We note that in Stahler the court was concerned that, if surviving children were found to have "benefitted" from a parent's death, they would be left without a remedy. Stahler v. Philadelphia & R. Ry., 49 A. 273, 274 (Pa. 1901). As American Family points out, however, that concern is not present in the heirs' situation because, in addition to suing for loss of inheritance, they "exercised their right to sue for loss of society and companionship." Thus, although the heirs are unable to demonstrate that they suffered pecuniary injury, they are not left without a remedy.
See American Standard Ins.

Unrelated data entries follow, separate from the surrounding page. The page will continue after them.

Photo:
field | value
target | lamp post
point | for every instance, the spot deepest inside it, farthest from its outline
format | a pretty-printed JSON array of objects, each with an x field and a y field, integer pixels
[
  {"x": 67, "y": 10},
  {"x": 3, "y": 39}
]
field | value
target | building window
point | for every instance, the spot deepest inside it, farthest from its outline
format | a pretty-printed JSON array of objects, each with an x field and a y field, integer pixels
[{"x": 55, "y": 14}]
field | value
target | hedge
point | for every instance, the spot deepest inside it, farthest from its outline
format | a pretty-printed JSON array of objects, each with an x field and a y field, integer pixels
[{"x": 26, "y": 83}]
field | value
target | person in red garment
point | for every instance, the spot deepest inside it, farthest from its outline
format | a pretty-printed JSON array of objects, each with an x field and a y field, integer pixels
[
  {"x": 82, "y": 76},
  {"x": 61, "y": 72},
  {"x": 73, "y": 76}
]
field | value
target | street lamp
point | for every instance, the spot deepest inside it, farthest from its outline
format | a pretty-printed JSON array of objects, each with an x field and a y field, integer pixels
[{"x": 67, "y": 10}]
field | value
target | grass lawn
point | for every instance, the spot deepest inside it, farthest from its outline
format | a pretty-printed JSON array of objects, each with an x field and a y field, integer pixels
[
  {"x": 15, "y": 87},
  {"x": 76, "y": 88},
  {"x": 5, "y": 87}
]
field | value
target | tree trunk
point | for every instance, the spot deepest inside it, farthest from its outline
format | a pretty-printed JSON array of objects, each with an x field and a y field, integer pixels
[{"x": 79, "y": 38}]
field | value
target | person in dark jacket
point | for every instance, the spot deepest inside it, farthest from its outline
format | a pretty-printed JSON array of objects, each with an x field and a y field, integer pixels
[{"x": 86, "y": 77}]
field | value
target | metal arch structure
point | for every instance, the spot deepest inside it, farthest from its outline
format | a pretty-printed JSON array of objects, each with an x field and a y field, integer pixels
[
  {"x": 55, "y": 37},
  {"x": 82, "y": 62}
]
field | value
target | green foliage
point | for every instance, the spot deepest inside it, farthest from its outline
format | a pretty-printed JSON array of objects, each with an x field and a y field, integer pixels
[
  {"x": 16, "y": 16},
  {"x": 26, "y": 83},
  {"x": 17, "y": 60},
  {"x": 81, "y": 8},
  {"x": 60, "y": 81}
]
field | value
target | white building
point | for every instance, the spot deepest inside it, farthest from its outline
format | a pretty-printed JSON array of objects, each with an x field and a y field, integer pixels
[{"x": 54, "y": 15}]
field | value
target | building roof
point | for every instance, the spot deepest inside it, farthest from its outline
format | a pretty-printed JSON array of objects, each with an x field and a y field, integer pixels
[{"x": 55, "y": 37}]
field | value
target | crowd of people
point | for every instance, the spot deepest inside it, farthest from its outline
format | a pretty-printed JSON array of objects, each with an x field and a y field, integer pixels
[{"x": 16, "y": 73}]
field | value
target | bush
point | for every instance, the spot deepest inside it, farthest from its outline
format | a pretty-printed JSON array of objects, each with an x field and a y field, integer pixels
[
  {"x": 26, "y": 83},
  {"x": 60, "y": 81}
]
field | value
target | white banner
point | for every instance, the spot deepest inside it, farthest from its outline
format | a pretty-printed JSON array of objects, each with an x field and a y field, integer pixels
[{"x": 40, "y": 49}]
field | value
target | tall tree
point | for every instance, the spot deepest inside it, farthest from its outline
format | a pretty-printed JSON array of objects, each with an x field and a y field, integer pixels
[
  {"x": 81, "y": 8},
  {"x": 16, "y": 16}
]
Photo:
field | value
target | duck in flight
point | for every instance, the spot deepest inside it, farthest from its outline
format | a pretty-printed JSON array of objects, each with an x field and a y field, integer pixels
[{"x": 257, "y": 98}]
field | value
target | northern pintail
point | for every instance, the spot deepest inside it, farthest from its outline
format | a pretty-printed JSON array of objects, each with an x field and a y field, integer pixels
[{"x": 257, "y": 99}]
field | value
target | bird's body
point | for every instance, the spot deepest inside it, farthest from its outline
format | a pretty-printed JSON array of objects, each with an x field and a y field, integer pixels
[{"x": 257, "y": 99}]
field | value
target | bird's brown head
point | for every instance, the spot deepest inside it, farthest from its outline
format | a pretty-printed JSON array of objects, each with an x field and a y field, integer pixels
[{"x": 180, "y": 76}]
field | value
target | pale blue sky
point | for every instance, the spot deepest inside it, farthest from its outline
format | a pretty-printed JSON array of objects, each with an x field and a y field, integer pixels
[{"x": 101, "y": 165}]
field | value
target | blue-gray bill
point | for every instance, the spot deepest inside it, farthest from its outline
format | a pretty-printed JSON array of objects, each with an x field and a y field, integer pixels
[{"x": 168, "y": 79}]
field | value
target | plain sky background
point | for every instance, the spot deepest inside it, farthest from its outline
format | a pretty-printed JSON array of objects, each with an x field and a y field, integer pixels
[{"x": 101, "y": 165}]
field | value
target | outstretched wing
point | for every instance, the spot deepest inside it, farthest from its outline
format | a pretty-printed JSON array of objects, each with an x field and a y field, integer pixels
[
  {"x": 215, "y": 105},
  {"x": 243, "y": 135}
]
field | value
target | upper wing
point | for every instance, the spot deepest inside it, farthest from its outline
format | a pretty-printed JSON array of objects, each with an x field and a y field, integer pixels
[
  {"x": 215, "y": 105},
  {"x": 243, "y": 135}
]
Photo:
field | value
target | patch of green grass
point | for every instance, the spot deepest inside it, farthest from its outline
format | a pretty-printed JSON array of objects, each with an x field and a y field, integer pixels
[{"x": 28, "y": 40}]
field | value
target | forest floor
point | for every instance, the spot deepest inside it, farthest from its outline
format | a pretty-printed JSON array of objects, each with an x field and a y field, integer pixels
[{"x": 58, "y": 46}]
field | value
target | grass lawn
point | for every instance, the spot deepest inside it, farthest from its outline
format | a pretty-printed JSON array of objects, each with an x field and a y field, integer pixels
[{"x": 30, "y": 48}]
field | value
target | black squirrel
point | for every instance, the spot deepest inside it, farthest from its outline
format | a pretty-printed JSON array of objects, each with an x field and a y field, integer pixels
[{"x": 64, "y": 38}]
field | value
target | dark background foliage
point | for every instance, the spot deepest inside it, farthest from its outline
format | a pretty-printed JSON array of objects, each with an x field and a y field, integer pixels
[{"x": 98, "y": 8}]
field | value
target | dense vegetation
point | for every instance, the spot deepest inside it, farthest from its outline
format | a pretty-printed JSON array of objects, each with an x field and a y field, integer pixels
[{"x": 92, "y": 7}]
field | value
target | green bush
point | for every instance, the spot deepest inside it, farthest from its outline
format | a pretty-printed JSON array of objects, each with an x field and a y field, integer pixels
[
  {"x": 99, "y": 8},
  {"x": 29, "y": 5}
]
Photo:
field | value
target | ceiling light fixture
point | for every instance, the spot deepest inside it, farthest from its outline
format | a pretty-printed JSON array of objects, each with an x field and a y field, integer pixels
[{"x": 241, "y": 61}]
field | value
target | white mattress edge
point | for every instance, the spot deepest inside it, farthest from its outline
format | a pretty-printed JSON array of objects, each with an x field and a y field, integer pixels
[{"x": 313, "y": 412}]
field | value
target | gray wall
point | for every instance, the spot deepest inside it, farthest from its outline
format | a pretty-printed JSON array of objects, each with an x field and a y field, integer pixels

Co. v. Cleveland, 124 Wis. 2d 258, 266, 369 N.W.2d 168, 173 (Ct. App. 1985) (tortfeasor is liable to plaintiff for past medical bills and past wage loss where plaintiff had already recovered for such damages from his own insurer); Sambs v. City of Brookfield, 95 Wis. 2d 1, 19, 289 N.W.2d 308, 317 (Ct. App. 1979) (tortfeasor is liable to plaintiff for past medical and hospital expenses despite fact that plaintiff had not been obligated to pay those expenses), rev'd on other grounds, 97 Wis. 2d 356, 293 N.W.2d 504 (1980), cert. denied, 449 U.S. 1035 (1980).
We note, too, that the collateral source rule is based on the widely accepted rationale that tortfeasors must be held liable for their own wrongs; they "should not gain the advantage of gratuities which an injured party receives from a third party." Estate of Holt v. State Farm Fire & Casualty Co., 151 Wis. 2d 455, 461, 444 N.W.2d 453, 455 (Ct. App. 1989). However, where, as here, the party from whom damages are sought is not the tortfeasor, but the deceased's own insurer, application of the rule is less compelling.